Do this on the first of each month. It’s the single habit that keeps Dreaming from quietly accumulating wrong facts about you.

  1. Open Settings, then Personalization, then Memory. Confirm which layers are on. Toggle off “Reference chat history” if you want only the auditable list to influence replies.
  2. Open the Memory Summary Page (or Manage memories). Read every entry. With Dreaming active, expect entries you never explicitly created.
  3. Delete anything outdated, contradictory, or wrong. Click the trash icon next to the entry. Pay special attention to time-sensitive notes the model may have mis-revised.
  4. Check for anything sensitive. Memory can surface in responses unpredictably, and on shared or account-level access it isn’t private to “your” chats. Delete it and re-run that topic in a Temporary Chat instead.
  5. Move structural facts to Custom Instructions. “Always answer in concise bullets” or “I’m a senior backend engineer” belong there, where the model can’t rewrite them.
  6. To wipe everything, scroll to the bottom of the memory list and use “Clear ChatGPT’s memory.” Custom Instructions are separate and survive a memory clear.

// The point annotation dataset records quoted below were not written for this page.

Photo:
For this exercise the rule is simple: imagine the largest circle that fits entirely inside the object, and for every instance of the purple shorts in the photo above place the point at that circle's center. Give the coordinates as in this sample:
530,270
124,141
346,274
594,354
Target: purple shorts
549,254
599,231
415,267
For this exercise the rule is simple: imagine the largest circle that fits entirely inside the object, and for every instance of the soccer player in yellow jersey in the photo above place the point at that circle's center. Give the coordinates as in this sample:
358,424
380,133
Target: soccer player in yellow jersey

A useful tell: if the model cites a fact about you that’s no longer true, that’s your cue to open the summary page and find the stale entry before it spreads to other replies.

Common mistakes

  • Assuming you still author the list. With Dreaming, the model writes and revises entries on its own. Curating once isn’t enough; you have to review.
  • Trusting the Memory Summary Page as complete. It’s a high-level view. Some inferences from Reference Chat History never appear as a line item.
  • Treating Memory like a notes app. It isn’t searchable, isn’t a reliable store, and the model can paraphrase, merge, or silently revise entries. Use a Project file for anything you need verbatim.
  • Putting a hard rule in Memory. Rules you never want touched go in Custom Instructions — the model rewrites Memory, not Custom Instructions.
  • Using a Temporary Chat for something you wanted kept. It writes no memory and is deleted within 30 days. Nothing carries over.
  • Sharing an account and assuming privacy. Memory is account-level, not per-chat.

FAQ

  • What’s the difference between Saved Memories and Reference Chat History? Saved Memories is an editable, auditable list you can read in Settings. Reference Chat History is implicit — the model infers context from past chats at runtime and never shows it as a fixed list. You can toggle each one off independently.
  • Can I stop ChatGPT from updating memories on its own? Not the Dreaming synthesis itself, but you can turn Memory off entirely, toggle off Reference Chat History, or delete any entry it creates. For a session that touches nothing, use a Temporary Chat.
  • Why did it “remember” something I never told it to save? That’s Dreaming. The background process captures context that came up naturally across chats, without a “remember this” instruction. Delete anything you don’t want kept.
  • Can I export my Memory? There’s no official export. You can read the Saved Memories list and copy it manually; Reference Chat History has no list to export.
  • Is my Memory used to train models? On Free/Plus/Pro it may be, unless you opt out at Settings, Data controls. Team, Enterprise, and Edu exclude memory from training by default.
  • Do Custom GPTs see my personal Memory? Generally no. Custom GPTs run on their own system message and don’t pull your personal memory.